Schultz & Williams Senior Vice President Kathy Watson was a featured speaker at the 2017 Compass Conference sponsored by the Greater Philadelphia Chapter of the Association of Fundraising Professionals. Her presentation “Story Telling: Best Practices in Major Gift Fundraising” featured real donor stories that illustrate key principles in the cultivation and solicitation of significant gifts. This is the fifth story in a series of nine.
 

As fundraisers, one of the strategic decisions we face is determining when a donor is ready to be solicited. If we ask too soon—without enough cultivation and engagement—we are likely to receive a gift well below the donor’s potential. If we wait too long, we can miss our window of opportunity. Striking that careful balance is critical to major gift success. Let me share an example.

Schultz & Williams conducted a $2 million campaign planning study for a small, community-based counseling organization. The organization—we’ll call it the Smith Center—could not renew the lease for its rented space and was considering buying a building to serve as a permanent home. The advantages of having a permanent home were obvious to the staff: establishing a stable base of operations, becoming a more visible community resource, and building equity over time. However, the Board had not yet reached consensus. Since the Smith Center was totally supported by contributed revenue, Board members were concerned about increased overhead, a focus on real estate rather than expanded services, and the impact of a campaign on their annual fund. Finally, the Board wanted to know how the center’s clients would feel about a move that could potentially interrupt services.

Mary Peters, one of the center’s founding Board members and most generous donors, shared these concerns. Her support would be essential to a successful campaign—not only because it would represent a key leadership gift, but because other donors in the community would be highly influenced by Mary’s commitment. And while our campaign planning study had shown that a successful campaign was within the center’s reach, we knew that Mary should not be asked for a leadership gift until her concerns were addressed. That was not an easy decision—the clock was ticking, and every month the center moved closer to being without a home.

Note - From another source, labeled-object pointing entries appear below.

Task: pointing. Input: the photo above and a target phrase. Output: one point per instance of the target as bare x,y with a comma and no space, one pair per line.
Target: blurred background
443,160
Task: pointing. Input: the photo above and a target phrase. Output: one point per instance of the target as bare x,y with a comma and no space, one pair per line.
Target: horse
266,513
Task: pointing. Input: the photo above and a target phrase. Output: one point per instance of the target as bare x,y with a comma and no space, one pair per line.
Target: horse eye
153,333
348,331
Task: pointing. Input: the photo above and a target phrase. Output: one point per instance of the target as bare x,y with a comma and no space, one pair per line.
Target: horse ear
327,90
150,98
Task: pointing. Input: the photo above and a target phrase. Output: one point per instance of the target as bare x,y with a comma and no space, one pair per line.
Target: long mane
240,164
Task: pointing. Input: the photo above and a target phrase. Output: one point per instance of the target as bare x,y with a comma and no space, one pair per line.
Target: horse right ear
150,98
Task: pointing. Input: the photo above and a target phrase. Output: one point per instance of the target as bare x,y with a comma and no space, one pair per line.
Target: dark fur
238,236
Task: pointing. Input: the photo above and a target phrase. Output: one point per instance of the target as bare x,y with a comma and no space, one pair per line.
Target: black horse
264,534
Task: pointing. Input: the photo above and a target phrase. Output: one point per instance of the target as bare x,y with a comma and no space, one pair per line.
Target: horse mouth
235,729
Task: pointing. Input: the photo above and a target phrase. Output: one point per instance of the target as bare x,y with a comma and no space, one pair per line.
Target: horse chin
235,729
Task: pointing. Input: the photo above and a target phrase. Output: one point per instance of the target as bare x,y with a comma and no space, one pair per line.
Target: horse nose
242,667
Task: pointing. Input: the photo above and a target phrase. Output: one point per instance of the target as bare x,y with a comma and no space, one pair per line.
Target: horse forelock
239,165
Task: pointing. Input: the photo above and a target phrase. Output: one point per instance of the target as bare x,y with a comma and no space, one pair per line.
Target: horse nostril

With assistance from Schultz & Williams, the Smith Center took the following steps to address strategic issues and build consensus:

  • Conducted a Board survey to allow Board members to express their views about the future vision for the Smith Center and how a new building would influence that vision.
  • Engaged in a strategic business planning process to forge Board consensus, further define the facility options, link the facility plan to a strong vision and new institutional goals for the future, refine the financial projections, and begin strategizing on early campaign solicitations.
  • Surveyed a representative sample of clients via an online questionnaire to secure their input into the planning process. The survey gave Smith Center stakeholders an opportunity to share their views on what an ideal environment for clients and families would look like. It also served to educate them at the earliest phase of the campaign.

After three months of thoughtful planning and frank dialogue, the center’s Board unanimously voted to move forward. They launched their capital campaign and began the search for a building. Both efforts were successfully concluded within 18 months… and Mary Peters made the lead gift to the campaign and actively solicited other donors.
In thinking about this story, there are three major takeaways:

  • Business planning and fundraising planning are inextricably linked, particularly in major gift fundraising. Donors want to know that our plans are well considered and solid. It’s better to delay major solicitations until we can answer the questions that sophisticated donors will ask.
  • Engagement in the planning process can be a highly effective form of cultivation that develops a sense of ownership for the plan.
  • Building Board consensus in advance of a major capital campaign is essential for campaign success, since we look to the Board to serve as campaign ambassadors to the wider community.